Predictive Mining of Rainfall Predictions Using Artificial Neural Networks for Chao Phraya River Norraseth Chantasut, Charoen Charoenjit, and Chularat Tanprasert Data Warehouse Technology Section, National Electronics and Computer Technology Center, Thailand {norraseth.chantasut, charoen.charoenjit, chularat.tanprasert}@nectec.or.th
Abstract - The rainfall is one of the significant data set of water resource management. With the monthly historical rainfall data in the period of 1941-1999 form 245 rainfall monitor stations in Thailand around Chao Phraya River, the rainfall prediction with an artificial intelligent technique is possible. Artificial neural networks is one the most widely supervised techniques of data mining. It can be applied on predictive mining tasks to make a prediction. The main contribution of this paper is to utilize a neural network model for monthly rainfall prediction. The training and testing patterns are prepared as a time-series data of the past ten months. The numbers of training and testing patterns are 372 and 96, respectively. In the training step, the neural network gives 99.6 % of accuracy and 96.9 % of accuracy in the testing step. The results show that it is possible to predict annual rainfall one year ahead with acceptably accuracy.
Keywords - Neural networks, Rainfall prediction, Data mining
1.
Introduction
In Asia region, Thailand has many water-related problems such as water flood and drought. The necessary of water resources management in Thailand is how to acquire useful information for decision making and planning. Actually, the historical rainfall data in the period of 1941-1999 from 245 rainfall monitor stations in Thailand is available for data mining. Thus, the data mining techniques for water resources management is helpful to predict rainfall quantitatively which help in crop planting decisions and reservoir water resource allocation in Thailand. Artificial Neural Networks (ANNs) has been increasingly applied in various aspects of science and engineering because of its ability to model both linear and non-linear systems without the need to make assumption as are implicit in most traditional statistical approaches. For hydrological modeling problems, ANNs have been used in forecasting model rainfall prediction. (S. Lee, S. Cho and P.M. Wong, 1998) had proposed a divide-conquer approach to divide the region into four sub-area and each is modeled with a different method. Predictions in two larger areas were made by neural networks
and predictions in two smaller areas were made by a simple linear regression model. Comparison with the observed data revealed that the artificial neural networks produced good predictions while the linear models produced poor predictions. (M. Chayanis, Oki Taikan and Kanae Shinjiro, 2003) worked with the prediction of monthly rainfall at Chiangmai station in Chao Phraya river basin using neural networks. A sixteen rainfall monitoring stations in Chao Paraya river basin, the Sea Surface Temperature (SST) areas around Thailand and the Southern Oscillation Index (SOI) were employed as the predictors. In an additional study, ANNs have been used in forecasting model of Chao Phraya river flood levels in Bangkok (Tawatchai Tingsanchali, 2000), neural network models for river flow forecasting (Nguyen T. Danh, Huynh N. Phien and Ashim D. Gupta,1999). However, only few applications on rainfall prediction have been reported. In this paper, the monthly rainfall data in the period of 1941-1999 from 245 rainfall monitor stations in Thailand are archived quantitatively. The quantitative prediction of monthly rainfall in Thailand by backpropagation neural network is examined.

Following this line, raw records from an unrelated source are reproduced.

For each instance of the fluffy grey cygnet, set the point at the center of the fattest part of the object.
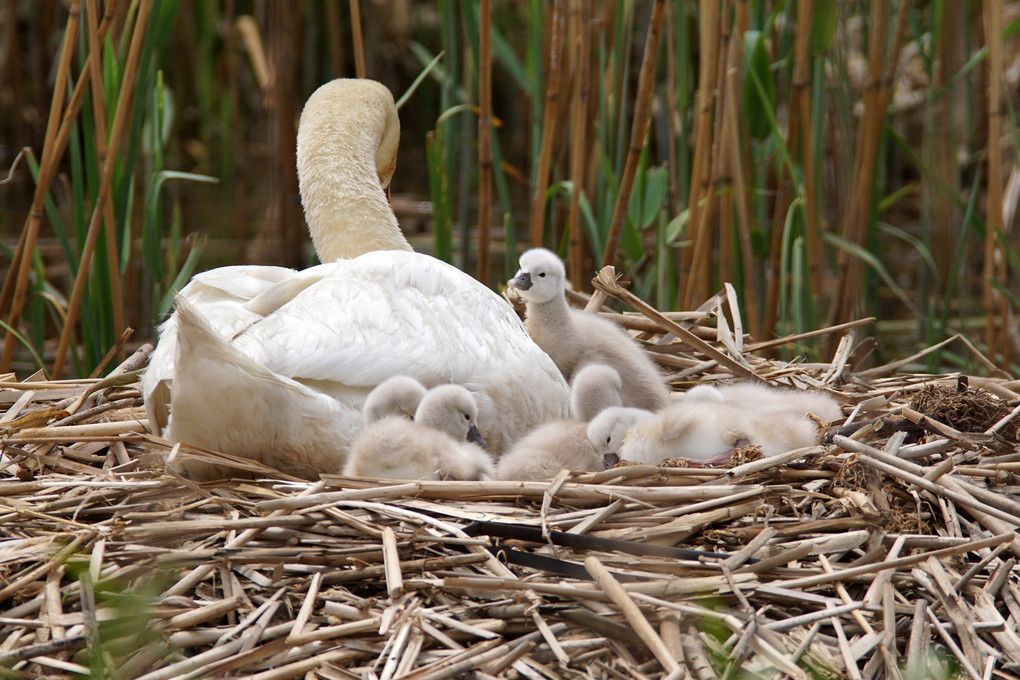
(399, 396)
(573, 337)
(711, 421)
(442, 442)
(564, 443)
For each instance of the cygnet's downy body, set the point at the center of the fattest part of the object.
(574, 338)
(399, 396)
(768, 399)
(442, 442)
(564, 443)
(710, 423)
(607, 430)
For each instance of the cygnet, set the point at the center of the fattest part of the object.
(564, 443)
(711, 422)
(762, 398)
(607, 430)
(595, 387)
(440, 443)
(573, 337)
(399, 396)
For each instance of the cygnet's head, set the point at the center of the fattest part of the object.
(541, 277)
(346, 107)
(704, 393)
(451, 409)
(399, 396)
(606, 431)
(594, 388)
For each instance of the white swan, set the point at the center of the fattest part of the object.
(573, 337)
(338, 329)
(442, 442)
(564, 443)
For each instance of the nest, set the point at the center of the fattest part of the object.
(886, 552)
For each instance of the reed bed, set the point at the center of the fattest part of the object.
(887, 551)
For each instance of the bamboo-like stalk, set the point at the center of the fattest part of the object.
(738, 172)
(120, 116)
(356, 41)
(16, 282)
(552, 96)
(879, 88)
(580, 32)
(722, 178)
(996, 306)
(639, 132)
(796, 136)
(485, 137)
(99, 106)
(708, 17)
(333, 29)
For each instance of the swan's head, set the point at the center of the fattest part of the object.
(347, 108)
(399, 396)
(347, 152)
(451, 409)
(541, 277)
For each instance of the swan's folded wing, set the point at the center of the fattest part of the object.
(389, 313)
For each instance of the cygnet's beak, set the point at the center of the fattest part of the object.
(522, 280)
(475, 436)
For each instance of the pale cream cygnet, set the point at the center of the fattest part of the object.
(573, 337)
(399, 396)
(442, 442)
(711, 422)
(564, 443)
(764, 398)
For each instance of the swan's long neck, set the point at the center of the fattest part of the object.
(346, 207)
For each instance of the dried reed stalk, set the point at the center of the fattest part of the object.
(15, 283)
(996, 306)
(485, 137)
(120, 115)
(549, 123)
(639, 133)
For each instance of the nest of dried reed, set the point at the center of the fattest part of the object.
(887, 551)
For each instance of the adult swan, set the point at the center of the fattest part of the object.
(273, 364)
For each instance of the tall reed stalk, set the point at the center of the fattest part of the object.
(829, 160)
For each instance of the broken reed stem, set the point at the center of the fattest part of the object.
(630, 612)
(606, 280)
(639, 133)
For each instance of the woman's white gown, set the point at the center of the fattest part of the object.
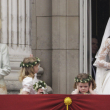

This paper is reprinted from a paper published in Proceedings of Joint Conference The 4th International Conference of The Asian Federation of Information Technology in Agriculture and The 2nd World Congress on Computers in Agriculture and Natural Resources, August 9-12, 2004, Bangkok, Thailand, pp. 117-122.
2.
Methodology
Predictive mining is a task that it performs inference on the current data in order to make a prediction. A monthly rainfall data can be grouped as a time-series set because it consists of sequences of values in time. A time-series data can be simplified notation as
y = f (t )
(1)
Where y can be any single valued variable which develops in time t, in this work, y is a monthly rainfall values. To forecast time-series data, it involves knowing the past history of f and extrapolating it to the future. The characteristic of the forecasting model is non-linear system, so that the backpropagation neural network can be applied in time-series prediction areas. The Stuttgart Neural Network Simulator
NORM V =
3.
Data preprocessing
A monthly rainfall data in the period of 1941-1999 from 245 rainfall monitor stations in Thailand were collected from Thailand Integrated Water Resource Management System via the http://www.thaiwater.net/, we have performed some data preprocessing steps on raw set of monthly rainfall data as shown below: 1) Firstly, a monthly rainfall data were cleaned by filling in missing values with mean values. 2) Secondly, a monthly rainfall data were normalized by a min-max normalization into a specified range 0.0 to 1.0
v − min A * (new _ max A − new _ min A ) + new _ min A max A − min A
Where NORMV is the normalized data, v is the original data of attribute A, maxA is the maximum values of an attribute A, minA is the minimum values of an attribute A. A min-max normalization maps a value v of attribute A to NORMV in the range [new_minA, new_maxA]. In this work, we set the new_minA to 0.0 and new_maxA to 1.0.
4.
(SNNS, http://www-ra.informatik.uni-tuebingen.de/SNNS/) was used to perform the neural network modeling operations to construct a network for monthly rainfall prediction.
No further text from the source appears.